If needed, identity can be unblocked using manual action into ISC.
I’m interesting by your feedback on this specific point.
In our implementations with clients, we emphasized that this immediate termination flow is only a small part of the complete termination process. This process was designed to go hand-in-hand with how ISC handles manual LCS changes:
The manual setting is applicable as long as the underlying value on the source doesn’t change. When the value on the source changes, the Lifecycle State field gets reset to an automatic value.
The expectation is that this workflow will immediately deprovision the most critical access, and that eventually, HR will update the termed user’s data in the auth source. Once the HR data is updated and ISC runs an aggregation, we would want the LCS to change to the standard “inactive” LSC so that the identity will flow through the complete termination process. Something like the flow below has been the desired process in our implementations:
Active (automatic) → Immediate Term (manual) → Inactive (automatic)
Thank you for sharing this- it’s exactly the kind of solution we’ve been looking for. I built a similar Interactive Form and workflow, however, when I run it, the identity is not being terminated as expected.
Could you suggest possible reasons for this behavior or share any best practices for troubleshooting? I’d appreciate any guidance on how to verify the configuration and ensure the workflow executes correctly.
PS: I double checked both the Interactive Form and Workflow and don’t see anything that could case an error.
Hi @kkilafwasru Thanks for demonstrating the capabilities of forms and workflow. I have one concern in this approach. I am wondering name passed from form is not a unique value to use in get Identity. It could return multiple identities. Is it possible to pass the identity id of selected user from the form itself?
Hi @sanumathewipg0207
While building the workflow I ran to a similar issue and get identity step returns only one identity value. If you have multiple identities with same first and last names, it’s going to pull only one of them and there’s limitation to identity proofing when initiating the workflow. Therefore, to resolve this, instead of pulling identities with display name in the Form, you can select uid/identity id/employee number or any other attribute that’s unique to the identity.

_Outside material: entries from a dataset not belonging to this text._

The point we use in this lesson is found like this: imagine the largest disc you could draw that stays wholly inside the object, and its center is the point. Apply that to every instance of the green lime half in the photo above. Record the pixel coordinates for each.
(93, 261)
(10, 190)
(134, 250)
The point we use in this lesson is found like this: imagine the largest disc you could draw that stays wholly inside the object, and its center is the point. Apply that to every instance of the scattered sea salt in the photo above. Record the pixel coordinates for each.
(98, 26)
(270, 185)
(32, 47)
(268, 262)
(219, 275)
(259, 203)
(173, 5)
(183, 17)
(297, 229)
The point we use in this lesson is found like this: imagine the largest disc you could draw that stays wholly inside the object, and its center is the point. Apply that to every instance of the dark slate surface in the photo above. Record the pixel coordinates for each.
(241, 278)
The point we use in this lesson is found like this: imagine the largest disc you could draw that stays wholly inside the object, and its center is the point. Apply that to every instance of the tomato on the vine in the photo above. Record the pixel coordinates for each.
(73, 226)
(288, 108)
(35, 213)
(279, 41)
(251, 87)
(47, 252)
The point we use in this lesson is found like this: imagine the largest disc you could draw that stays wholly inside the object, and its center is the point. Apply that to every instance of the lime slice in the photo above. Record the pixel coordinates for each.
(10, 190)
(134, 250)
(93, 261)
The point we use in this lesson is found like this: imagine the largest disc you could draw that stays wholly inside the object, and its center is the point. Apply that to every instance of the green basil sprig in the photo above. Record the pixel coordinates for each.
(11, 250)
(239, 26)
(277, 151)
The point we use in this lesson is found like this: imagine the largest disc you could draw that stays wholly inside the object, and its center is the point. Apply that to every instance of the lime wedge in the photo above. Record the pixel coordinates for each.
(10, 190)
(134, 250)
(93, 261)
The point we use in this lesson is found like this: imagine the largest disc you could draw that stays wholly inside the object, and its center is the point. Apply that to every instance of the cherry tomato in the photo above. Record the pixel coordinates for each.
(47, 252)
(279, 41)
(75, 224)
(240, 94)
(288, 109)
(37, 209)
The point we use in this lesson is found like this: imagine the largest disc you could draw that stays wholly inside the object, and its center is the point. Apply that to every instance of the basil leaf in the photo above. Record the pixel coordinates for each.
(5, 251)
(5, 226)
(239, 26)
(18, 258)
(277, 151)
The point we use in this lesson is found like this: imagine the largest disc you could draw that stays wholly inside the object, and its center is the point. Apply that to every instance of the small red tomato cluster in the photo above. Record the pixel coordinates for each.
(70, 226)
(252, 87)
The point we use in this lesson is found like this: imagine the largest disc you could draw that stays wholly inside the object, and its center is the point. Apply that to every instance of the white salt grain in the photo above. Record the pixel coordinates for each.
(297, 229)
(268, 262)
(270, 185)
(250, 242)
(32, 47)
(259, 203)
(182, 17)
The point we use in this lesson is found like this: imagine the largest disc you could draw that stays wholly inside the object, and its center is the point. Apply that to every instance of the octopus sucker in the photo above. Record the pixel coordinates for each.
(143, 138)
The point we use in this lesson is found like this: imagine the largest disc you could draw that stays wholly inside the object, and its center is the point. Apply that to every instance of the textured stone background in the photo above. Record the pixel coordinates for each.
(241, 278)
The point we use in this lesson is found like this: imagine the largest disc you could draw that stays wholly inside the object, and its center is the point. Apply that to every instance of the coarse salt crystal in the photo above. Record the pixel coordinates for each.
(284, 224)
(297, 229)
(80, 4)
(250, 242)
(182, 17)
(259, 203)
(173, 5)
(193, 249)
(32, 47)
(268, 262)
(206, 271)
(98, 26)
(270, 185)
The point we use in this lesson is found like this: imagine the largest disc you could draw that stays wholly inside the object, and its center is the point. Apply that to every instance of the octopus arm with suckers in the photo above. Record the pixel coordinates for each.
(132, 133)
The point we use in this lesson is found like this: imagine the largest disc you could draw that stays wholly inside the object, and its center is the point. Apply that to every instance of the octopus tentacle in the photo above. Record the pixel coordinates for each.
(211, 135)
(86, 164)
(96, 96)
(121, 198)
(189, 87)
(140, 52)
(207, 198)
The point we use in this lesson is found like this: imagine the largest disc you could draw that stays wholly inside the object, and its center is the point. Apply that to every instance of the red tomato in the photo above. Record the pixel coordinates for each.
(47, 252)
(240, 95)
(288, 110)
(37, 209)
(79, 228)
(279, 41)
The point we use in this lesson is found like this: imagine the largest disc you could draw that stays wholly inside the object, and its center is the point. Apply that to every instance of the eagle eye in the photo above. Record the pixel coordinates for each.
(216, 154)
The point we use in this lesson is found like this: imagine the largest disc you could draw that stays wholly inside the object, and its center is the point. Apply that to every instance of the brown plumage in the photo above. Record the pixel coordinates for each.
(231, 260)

Also, for identity proofing step, it is possible to pass identity id/name/ or any other info like department number from the form. To do that in the interactive message step just add inline variable depending on your configuration (e.g. {{$.hTTPRequest.body[0].attributes.identityId}}). Let me know if you have any other questions!
Do you have to use HTTP requests? Or could you just reference prior steps - back to the formData itself? i.e. $.interactiveForm.formData.identityName
Perhaps I missed it in the video but how do you granularly provide access to this form? I would like to allow for HR to be able to run it, but don’t want to give them ORG_ADMIN.
Any recommended workarounds for cases where this is to be used for disabling the account because the HRIS process sometimes takes too long and we can’t garauntee it will be disabled on the next aggregation? Don’t want the Lifecycle State to reset itself simply because the Auth Source is on a 1-hour aggregation and the source system needs longer than 1 hour to process.
Yes, we have to reference http requests. formData itself will not pull all the info you need for next steps.
I don’t think it’s mentioned in the video but we don’t have to grant ORG_ADMIN to HR at all. When you create the form in the first step SP creates launcher entitlement automatically and you can assign this entitlement to HR through role.
This is advanced workflow but once you understand how it works you can easily customize it. That being said you can create the form and change workflow where accounts will be disabled instead of terminating identity. Or you can just build workflow where all access will be stripped away once LCS state goes inactive state, no need to wait for next aggregation.